>I must have Customer and Vendor in separate tables. So if I have a
>separate Address table, I should use uniqueidentifier (GUID) as the
You could generate a identity id in the address table and use that
in both customer and vendor tables.
From a database point of view I probably would do with and Customer
and an Vendor table and not use an address table. Except if you have
a reason to go with the address table. The amount of redundance is
very limited because most customers are not vendors.
From an OO point of view, you could reason that the address is common
to both vendor and address, that you have functionality on the address
and do not want to build that functionality twice so create a
sepperate address table. (First offcourse going through class design
etc. and then implementing the class design).
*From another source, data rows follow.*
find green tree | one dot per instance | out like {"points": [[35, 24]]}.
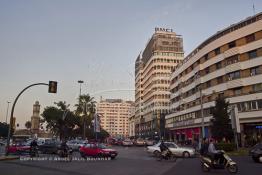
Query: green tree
{"points": [[85, 109], [28, 124], [60, 120], [3, 129], [221, 127]]}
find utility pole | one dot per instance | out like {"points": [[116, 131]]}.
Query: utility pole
{"points": [[202, 114], [80, 82], [7, 112]]}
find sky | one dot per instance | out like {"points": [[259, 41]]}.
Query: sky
{"points": [[95, 41]]}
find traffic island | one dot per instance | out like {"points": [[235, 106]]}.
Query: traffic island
{"points": [[3, 158]]}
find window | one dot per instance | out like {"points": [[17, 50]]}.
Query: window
{"points": [[234, 75], [207, 70], [221, 95], [232, 60], [232, 44], [259, 104], [219, 80], [208, 84], [254, 71], [252, 54], [217, 51], [218, 65], [257, 87], [253, 105], [250, 38], [237, 91], [206, 57]]}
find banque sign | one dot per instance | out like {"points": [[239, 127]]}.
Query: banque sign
{"points": [[157, 29]]}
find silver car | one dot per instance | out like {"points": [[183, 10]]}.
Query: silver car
{"points": [[76, 144], [174, 148]]}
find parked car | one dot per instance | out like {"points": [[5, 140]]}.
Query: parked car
{"points": [[119, 142], [149, 142], [127, 142], [174, 148], [97, 150], [50, 146], [76, 144], [140, 142], [256, 152], [19, 148]]}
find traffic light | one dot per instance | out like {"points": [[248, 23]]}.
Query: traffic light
{"points": [[52, 87]]}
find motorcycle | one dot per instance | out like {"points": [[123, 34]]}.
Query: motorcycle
{"points": [[34, 152], [224, 162], [65, 153], [166, 155]]}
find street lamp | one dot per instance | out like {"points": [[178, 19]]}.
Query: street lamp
{"points": [[7, 112], [202, 114], [80, 82]]}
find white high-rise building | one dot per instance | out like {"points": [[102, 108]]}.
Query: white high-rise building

Generate an identity in the address table and use this as join field
or you could even use this as a referential constraint field. An
address can be from more than one customer/vendor if you want this,
but you this doesn't need to be.
From a performance point of view, this could work both ways. If you
use the tables a lot without an huge address, leaving out the address
might give an performance advantage. If you always use the address or
part of the address, keeping it in the tables might lead to a
performance advantage. (Probably performance is not an issue here).
From the application point of view, this you have to fill in yourself.
If you do not have sepperate functionality on a address store it
within the customer and vendor tables. Even if you need functionality
on addres you probably could make a view where you can select the
addressfields of both tables and do a union on that.